LONDON, Dec. 22 -- Brexit uncertainties failed to seriously derail British economic growth, with GDP increasing 0.4 percent in the third quarter (Q3), an increase from the 0.3 percent of the previous quarter, figures showed Friday.
"It's a middle of the road performance, really. You would have hoped Britain could have done a lot better, but it could have been a whole lot worse," economist Dr. Howard Archer told Xinhua.
The Office for National Statistics (ONS) released the final revised figures for Q3 on Friday, with some significant revisions upwards for the data compared with earlier versions.
Economic growth was "better than was expected at the beginning of the year, and not catastrophic considering some of the expectations that Brexit would weigh down heavily on growth," said Archer, chief economic adviser to EY Item, a London-based financial data firm.
Brexit's effect has been principally felt in the domestic British economy with sharply-higher inflation, with Consumer Price Index (CPI) inflation at 3.1 percent in November (the latest figures).

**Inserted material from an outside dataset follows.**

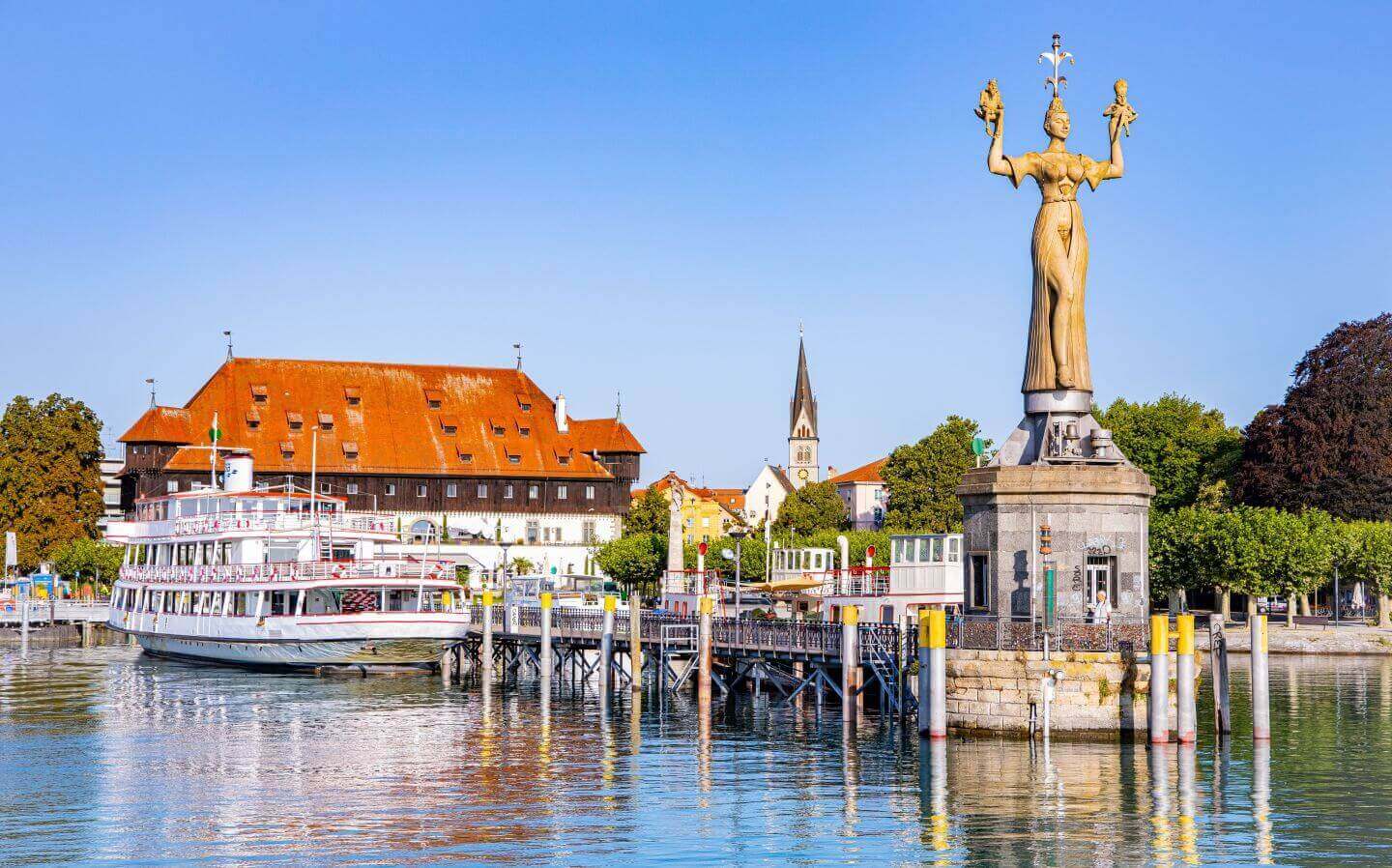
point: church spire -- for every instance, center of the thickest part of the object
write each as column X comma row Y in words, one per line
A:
column 803, row 405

This is a steep rise from the 0.5 percent inflation at the time of the Brexit referendum in June 2016, and was prompted by a sharp and immediate fall in sterling from 1.48 U.S. dollars to 1.22 U.S. dollars. This increased the price of imports, raw materials, and supply chain costs.
Consumers have been driving economic growth, but higher inflation has outstripped the healthy growth in wages.
Wage settlements accelerating to 2.5 percent in the three months to the end of October, up from 2.2 percent in the three months to the end of September.
But inflation is higher, and continued consumer spending has come at the expense of eroded savings and is likely unsustainable, and annual growth in consumer spending is lackluster.
Archer said: "The pick-up in consumer spending quarter on quarter 0.5 from 0.2, but year rate was only 1 percent the weakest since Q1 2017."
"Consumer spending picked up but at the expense of consumers having to dip into their savings. Real household disposable income was only up 0.2 percent quarter on quarter and 0.4 percent year on year, so the savings ratio fell back to 5.2 percent from 5.6 percent."
Consumer spending figures also benefited from weak sterling, with more foreign visitors coming to Britain, while Britons made domestic vacations, said Archer.
The Q3 figures point to growth of 1.8 percent this year, not far off the long-term trend rate of 2 to 2.5 percent.
Archer said: "It now looks like growth this year will come in at 1.8 percent, assuming growth remains the same at 0.4 percent in Q4."
Global economic growth is robust, and Archer said it would be expected that an open economy like Britain's would benefit from that and record stronger growth.